There's no doubt that testing times are ahead for the dairying sector. World prices for dairy products have continued to plunge, as a surge in global milk production has collided with softer demand. It's uncertain where prices will bottom out, or how long they will take to return to levels that are more sustainable over the long run. But it's looking increasingly likely that the farmgate milk price for this season will be below $4/kg, well below the breakeven price for many farmers.
A second consecutive season of very low returns to dairying will inevitably have an impact on the wider New Zealand economy. Household and investment spending in rural communities is likely to be cut back. In addition, challenging conditions in the rural sector will feed through to lower confidence in the economy more generally. This signals downside risk for businesses' investment and hiring decisions over the coming year.
Just as farmers need to adopt practices that help them to ride out the rough patches, it's important for the economy to have some resilience to the inevitable shocks from overseas.

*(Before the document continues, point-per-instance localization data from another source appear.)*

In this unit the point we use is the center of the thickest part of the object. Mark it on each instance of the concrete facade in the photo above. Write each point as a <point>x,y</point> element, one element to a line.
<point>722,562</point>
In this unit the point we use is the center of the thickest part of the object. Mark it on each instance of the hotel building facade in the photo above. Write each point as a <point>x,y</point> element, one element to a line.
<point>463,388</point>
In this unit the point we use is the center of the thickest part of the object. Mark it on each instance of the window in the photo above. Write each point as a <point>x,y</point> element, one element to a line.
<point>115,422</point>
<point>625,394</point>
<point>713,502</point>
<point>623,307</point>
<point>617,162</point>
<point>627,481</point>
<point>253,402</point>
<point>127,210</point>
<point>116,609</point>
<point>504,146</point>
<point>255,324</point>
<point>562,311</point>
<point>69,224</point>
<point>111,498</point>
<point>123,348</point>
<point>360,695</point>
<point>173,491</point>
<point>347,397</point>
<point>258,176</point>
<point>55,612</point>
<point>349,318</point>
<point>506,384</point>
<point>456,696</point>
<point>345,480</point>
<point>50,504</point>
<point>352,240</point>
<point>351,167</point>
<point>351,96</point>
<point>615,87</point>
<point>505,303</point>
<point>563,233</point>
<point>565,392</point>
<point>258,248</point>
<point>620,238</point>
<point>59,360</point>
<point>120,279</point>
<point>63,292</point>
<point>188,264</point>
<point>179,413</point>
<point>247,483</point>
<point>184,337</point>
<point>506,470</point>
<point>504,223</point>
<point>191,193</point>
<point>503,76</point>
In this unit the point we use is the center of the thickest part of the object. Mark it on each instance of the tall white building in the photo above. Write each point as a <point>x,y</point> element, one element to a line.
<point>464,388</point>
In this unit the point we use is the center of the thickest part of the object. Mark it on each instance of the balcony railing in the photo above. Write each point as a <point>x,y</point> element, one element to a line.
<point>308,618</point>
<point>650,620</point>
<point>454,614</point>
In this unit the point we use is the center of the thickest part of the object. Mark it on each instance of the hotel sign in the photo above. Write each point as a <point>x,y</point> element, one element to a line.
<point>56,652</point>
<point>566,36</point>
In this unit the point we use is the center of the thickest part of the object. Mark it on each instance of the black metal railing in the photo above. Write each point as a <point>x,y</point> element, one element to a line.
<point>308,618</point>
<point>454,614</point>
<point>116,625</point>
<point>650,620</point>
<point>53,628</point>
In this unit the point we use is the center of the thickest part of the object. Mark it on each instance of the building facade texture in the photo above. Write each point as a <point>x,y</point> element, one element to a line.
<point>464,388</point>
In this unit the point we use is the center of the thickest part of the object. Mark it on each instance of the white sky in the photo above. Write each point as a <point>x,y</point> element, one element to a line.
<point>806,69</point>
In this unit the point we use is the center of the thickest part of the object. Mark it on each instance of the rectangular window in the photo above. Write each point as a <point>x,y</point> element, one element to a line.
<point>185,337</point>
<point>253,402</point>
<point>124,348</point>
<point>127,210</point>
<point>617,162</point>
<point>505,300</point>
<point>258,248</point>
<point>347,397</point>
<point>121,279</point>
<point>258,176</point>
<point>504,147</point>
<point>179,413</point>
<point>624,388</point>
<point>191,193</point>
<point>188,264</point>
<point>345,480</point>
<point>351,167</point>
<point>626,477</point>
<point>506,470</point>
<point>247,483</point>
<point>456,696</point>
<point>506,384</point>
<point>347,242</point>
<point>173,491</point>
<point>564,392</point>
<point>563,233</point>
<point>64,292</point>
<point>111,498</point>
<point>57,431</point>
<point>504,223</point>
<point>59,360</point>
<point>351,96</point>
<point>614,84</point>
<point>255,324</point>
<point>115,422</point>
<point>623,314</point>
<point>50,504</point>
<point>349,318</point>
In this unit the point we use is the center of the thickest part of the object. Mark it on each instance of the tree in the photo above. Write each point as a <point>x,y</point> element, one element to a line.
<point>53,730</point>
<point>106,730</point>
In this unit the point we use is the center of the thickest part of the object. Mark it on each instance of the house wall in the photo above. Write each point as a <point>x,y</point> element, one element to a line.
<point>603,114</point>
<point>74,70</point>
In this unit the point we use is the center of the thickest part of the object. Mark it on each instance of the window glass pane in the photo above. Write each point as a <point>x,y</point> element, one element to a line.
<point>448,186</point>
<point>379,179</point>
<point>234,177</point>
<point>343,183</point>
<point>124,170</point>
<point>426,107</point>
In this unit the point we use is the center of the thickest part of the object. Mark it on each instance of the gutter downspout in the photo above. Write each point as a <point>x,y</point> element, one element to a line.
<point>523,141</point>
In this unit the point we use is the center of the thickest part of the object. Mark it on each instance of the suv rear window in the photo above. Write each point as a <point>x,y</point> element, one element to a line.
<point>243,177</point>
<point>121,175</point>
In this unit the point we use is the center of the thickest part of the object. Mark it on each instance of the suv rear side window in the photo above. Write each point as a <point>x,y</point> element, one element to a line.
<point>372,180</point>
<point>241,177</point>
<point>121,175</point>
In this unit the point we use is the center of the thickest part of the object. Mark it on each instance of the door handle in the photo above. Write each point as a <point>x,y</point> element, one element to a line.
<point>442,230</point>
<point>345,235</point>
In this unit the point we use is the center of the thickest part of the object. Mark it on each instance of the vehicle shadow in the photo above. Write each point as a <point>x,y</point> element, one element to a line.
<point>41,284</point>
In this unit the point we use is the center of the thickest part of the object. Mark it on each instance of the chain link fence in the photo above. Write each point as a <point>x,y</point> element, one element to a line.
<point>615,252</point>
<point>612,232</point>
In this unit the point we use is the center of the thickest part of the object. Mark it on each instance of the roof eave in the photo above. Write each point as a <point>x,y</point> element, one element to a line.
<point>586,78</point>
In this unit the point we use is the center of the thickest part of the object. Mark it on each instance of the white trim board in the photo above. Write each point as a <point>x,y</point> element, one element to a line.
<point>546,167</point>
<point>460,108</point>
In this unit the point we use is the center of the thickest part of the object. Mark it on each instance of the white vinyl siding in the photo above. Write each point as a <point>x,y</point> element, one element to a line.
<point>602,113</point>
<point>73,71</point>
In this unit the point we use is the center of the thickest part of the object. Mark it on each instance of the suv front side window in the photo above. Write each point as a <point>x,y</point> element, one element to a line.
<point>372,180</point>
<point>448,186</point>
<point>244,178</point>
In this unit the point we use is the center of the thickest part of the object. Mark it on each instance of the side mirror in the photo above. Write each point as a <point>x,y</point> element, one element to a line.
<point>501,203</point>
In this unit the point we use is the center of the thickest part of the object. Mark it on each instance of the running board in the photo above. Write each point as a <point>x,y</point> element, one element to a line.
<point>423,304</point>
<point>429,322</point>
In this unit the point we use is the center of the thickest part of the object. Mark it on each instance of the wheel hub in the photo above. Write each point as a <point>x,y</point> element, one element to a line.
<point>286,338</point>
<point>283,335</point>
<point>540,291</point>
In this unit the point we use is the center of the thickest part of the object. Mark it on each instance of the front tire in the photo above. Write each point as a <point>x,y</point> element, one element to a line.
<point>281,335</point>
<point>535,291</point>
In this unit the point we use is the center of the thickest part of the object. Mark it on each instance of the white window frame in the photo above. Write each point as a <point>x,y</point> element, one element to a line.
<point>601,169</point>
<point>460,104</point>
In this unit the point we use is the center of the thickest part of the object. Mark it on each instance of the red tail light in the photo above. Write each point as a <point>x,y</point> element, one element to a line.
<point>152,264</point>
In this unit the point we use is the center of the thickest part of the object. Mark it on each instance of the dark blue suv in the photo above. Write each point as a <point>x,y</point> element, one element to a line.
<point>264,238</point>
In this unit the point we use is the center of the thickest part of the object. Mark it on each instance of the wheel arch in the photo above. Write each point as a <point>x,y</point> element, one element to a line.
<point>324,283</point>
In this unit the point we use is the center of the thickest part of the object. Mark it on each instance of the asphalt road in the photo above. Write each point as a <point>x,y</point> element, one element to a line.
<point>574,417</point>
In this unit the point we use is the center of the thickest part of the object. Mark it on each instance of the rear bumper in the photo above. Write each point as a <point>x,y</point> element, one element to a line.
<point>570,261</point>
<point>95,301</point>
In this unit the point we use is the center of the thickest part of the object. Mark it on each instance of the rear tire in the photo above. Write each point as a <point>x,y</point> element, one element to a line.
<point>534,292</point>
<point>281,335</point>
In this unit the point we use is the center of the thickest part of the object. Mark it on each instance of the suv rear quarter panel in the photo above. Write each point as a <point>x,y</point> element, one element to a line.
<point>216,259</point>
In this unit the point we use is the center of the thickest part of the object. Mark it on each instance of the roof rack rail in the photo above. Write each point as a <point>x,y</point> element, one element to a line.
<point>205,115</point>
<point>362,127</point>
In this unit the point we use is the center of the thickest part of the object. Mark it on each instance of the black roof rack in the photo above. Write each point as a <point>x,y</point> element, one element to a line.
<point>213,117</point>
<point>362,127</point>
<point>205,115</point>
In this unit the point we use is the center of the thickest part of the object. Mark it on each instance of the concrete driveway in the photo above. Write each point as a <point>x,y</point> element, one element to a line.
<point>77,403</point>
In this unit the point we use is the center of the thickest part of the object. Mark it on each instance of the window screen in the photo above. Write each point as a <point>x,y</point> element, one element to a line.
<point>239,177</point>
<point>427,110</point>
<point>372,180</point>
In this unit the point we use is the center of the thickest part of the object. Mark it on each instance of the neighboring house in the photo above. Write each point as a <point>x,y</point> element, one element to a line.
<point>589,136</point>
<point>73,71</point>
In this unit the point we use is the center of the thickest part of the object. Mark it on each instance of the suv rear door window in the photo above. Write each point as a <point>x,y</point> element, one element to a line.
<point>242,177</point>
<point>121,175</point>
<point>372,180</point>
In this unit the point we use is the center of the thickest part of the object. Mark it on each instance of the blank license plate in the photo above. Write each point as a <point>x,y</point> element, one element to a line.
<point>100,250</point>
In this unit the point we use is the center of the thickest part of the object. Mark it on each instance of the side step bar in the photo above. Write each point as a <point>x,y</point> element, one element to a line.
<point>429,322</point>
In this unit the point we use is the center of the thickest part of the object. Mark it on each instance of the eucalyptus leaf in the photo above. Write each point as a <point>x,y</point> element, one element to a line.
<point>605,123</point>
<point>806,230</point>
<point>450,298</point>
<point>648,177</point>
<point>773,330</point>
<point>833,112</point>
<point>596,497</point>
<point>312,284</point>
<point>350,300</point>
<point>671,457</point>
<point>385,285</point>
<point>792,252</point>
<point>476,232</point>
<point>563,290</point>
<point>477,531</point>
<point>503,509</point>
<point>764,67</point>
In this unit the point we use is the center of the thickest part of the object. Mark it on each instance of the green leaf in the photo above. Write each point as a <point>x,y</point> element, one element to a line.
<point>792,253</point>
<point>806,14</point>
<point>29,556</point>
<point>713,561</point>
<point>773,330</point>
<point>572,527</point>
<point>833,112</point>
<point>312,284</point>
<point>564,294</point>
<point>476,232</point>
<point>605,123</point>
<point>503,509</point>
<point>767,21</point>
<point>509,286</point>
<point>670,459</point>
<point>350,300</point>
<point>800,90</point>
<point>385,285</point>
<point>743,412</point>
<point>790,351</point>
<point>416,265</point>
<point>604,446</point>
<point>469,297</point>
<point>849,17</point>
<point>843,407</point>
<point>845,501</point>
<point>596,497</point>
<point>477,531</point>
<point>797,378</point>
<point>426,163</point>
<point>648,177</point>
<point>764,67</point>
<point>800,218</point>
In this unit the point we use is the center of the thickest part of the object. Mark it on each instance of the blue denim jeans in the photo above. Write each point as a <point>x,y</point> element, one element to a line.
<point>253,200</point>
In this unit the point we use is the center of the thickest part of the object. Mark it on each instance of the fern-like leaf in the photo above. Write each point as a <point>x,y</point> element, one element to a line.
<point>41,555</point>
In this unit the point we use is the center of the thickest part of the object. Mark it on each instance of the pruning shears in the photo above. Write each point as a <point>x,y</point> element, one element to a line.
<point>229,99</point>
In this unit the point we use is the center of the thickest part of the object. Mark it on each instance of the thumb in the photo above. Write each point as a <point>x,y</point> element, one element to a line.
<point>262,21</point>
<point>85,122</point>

The single most important resilience mechanism for the New Zealand economy is the floating exchange rate. Admittedly, a floating currency will sometimes work to the detriment of exporters. But it proves its worth by adjusting lower during times of economic stress, effectively providing a safety valve for the economy. Anyone who doubts the importance of a floating currency need only read about the crisis in Greece, or of the miserable growth performance of many other countries within the single European currency.
That said -- and again using Greece as an example -- an ever-falling exchange rate is not a substitute for having good economic rules and institutions. New Zealand scores fairly well on this front. The central bank and government spending are constrained by legislation, making them more predictable and less vulnerable to short-term political gains. The banking system is well managed and capitalised, and has the support of large foreign owners. And New Zealand is able to borrow overseas in its own currency -- something that might seem obvious to us, but it's a privilege that is still denied to many developing countries.